Door Jurrien Hamer (Rathenau Instituut)

Ook ik ben gevallen voor Making a Murderer, de documentaire-thriller uitgebracht op Netflix. De waargebeurde verhalen van Steven Avery en Brandon Dassey geven een ontluisterende inkijk in de werking van de Amerikaanse rechtstaat en het vergaande falen van de Amerikanen om gerechtigheid te realiseren. Na afloop, triest en boos en gefrustreerd, vroeg ik me af of hoe vatbaar Nederland is voor hetzelfde machtsmisbruik en hetzelfde hartverscheurende onrecht.Kunnen we lering trekken uit het lot van Steven en Brandon, die tot de dag van vandaag wegrotten binnen de vier muren van een gevangeniscel?

De schuldobsessie

Laat één ding duidelijk zijn: ik heb geen idee of Avery en Dassey schuldig zijn. De documentaire wil ze graag vrijpleiten en Avery en Dassey neerzetten als onschuldige en – zeker in het geval van Dassey – behoorlijk domme heikneuters die de pech hadden gehaat te worden door de politie. Vooral Avery voelt aan als een eenvoudige maar onbreekbare ziel, die bijgestaan door nobele en beschaafde advocaten een heilloze strijd voert tegen een misselijkmakend overheidsapparaat. Maar de makers laten ook zaken weg en kunnen niet uitsluiten dat ze Teresa Halbach wel hebben vermoord. De waarheid rondom haar dood zal wellicht nooit boven tafel komen.

En dat is ook helemaal niet zo belangrijk.

Of beter gezegd: voor de direct betrokkenen is het heel belangrijk dat de waarheid achterhaald wordt. Maar niet voor ons hier in Europa, niet voor het Amerikaanse publiek, en zelfs niet voor de honderdduizenden burgers die Obama hebben gevraagd voor Avery en Dassey op te komen. Integendeel: het drama van Making a Murderer is dat de schuldvraag veel te belangrijk wordt gevonden.

De ware aanklacht van de serie ligt in het blootleggen van een binair denkpatroon. Volgens de plaatselijke politie bestond de wereld uit daders en slachtoffers, slechteriken en good guys. De good guys moeten sterk zijn voor elkaar, en elkaar dekken als dat nodig is. De slechteriken zijn vogelvrij. Hun rechten tellen eigenlijk niet, en de brave burger kan pas rusten als ze met een excessieve straf aan hun broek het gevang in worden gesmeten.

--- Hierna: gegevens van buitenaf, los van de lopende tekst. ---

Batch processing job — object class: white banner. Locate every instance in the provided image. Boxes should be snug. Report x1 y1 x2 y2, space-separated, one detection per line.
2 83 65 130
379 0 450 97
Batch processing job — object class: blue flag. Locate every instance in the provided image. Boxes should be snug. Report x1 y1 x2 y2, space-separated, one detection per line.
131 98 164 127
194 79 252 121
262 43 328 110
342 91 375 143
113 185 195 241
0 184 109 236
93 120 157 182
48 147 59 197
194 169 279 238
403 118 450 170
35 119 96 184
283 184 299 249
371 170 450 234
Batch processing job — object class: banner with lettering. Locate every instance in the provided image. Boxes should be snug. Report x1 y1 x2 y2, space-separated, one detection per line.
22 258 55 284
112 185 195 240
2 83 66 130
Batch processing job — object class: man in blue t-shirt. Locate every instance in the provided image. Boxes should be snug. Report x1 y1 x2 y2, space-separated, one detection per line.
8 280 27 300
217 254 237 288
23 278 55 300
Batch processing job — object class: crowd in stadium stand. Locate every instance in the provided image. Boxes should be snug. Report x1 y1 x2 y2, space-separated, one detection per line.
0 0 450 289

De smeerlap die eerst een held werd, en toen een monster

Het leven van Steven Avery zwaaide als een pendule heen en weer. Eerst was hij vooral een Avery, een onwelriekend lid van de white trash familie die de plaatselijke autosloop beheert. Kleine criminaliteit, overlast en gebrekkige hygiëne – iedereen wist dat de Avery’s trouble waren. Het kwam voor de beschaafdere burgers van Manitowoc, Wisconsin, dus niet als een verassing toen de sheriff Avery in de boeien sloeg voor een zware verkrachting, waarbij een vooraanstaande vrouw bont en blauw geslagen werd.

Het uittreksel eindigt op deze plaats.